Conditional UPSERT Handling in SQLite: Avoiding Unnecessary Updates and NULL Overwrites

UPSERT Operations with Selective Updates and Insert Tracking

The core challenge revolves around performing UPSERT (INSERT OR UPDATE) operations in SQLite where updates should only occur if specific column values differ between the incoming data and existing records. Additionally, the requirement is to track which rows were actually inserted or updated, excluding those where no change occurred. This becomes particularly complex when dealing with NULL values in the incoming data, as SQL’s default behavior might unintentionally overwrite existing non-NULL values with NULLs. The problem is compounded when using Object-Relational Mapping (ORM) tools like SQLAlchemy, which may lack native support for SQLite’s RETURNING clause – a feature critical for identifying affected rows post-operation.

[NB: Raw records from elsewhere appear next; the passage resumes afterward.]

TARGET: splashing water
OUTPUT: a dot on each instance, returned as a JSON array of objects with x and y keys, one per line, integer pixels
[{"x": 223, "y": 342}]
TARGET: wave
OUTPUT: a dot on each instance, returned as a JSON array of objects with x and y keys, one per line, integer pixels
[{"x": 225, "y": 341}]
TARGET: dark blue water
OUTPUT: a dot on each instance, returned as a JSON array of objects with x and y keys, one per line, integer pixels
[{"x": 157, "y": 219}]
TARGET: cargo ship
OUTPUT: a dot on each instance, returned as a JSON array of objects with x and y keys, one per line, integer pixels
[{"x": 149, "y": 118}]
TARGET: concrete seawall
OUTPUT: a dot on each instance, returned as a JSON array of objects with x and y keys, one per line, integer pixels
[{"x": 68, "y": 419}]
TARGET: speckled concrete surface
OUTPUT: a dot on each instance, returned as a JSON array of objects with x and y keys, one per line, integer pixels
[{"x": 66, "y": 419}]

In the provided scenario, the new_test table uses fld_text as a unique key. The goal is to:

Insert new rows for unmatched fld_text values
Update existing rows only when:
- Numeric columns (fld_int, fld_int1, fld_int2) differ from new values
- NULL values in incoming data don’t override existing non-NULL values
Retrieve clear differentiation between inserted and modified records

A naive implementation using basic ON CONFLICT DO UPDATE would cause unnecessary writes when values are identical or NULLs are present, leading to inflated write operations and difficulty in tracking actual changes. The solution requires precise control over conflict resolution logic and NULL handling, coupled with a reliable method to capture operation outcomes.

NULL Propagation Risks and ORM Limitations in Change Tracking

Three primary obstacles create the described behavior:

Default UPSERT Value Overwriting
SQLite’s ON CONFLICT DO UPDATE clause unconditionally applies all specified changes unless explicitly filtered via a WHERE clause. When incoming data contains NULL values, this results in undesired overwriting of existing non-NULL values unless mitigated through conditional expressions.
NULL Comparison Semantics
SQL’s three-valued logic treats NULL as unknown, causing direct comparisons (excluded.fld_int1 <> fld_int1) to return NULL (effectively false) when either operand is NULL. This prevents proper detection of value differences when NULLs are involved, requiring special handling through functions like COALESCE or IFNULL.
ORM Feature Gaps with SQLite
SQLAlchemy versions prior to 1.4 lack full support for SQLite’s RETURNING clause implementation (added in SQLite 3.35). Even when available, ORM abstractions may not cleanly map returned tuples to model objects, forcing developers to choose between ORM convenience and operational visibility.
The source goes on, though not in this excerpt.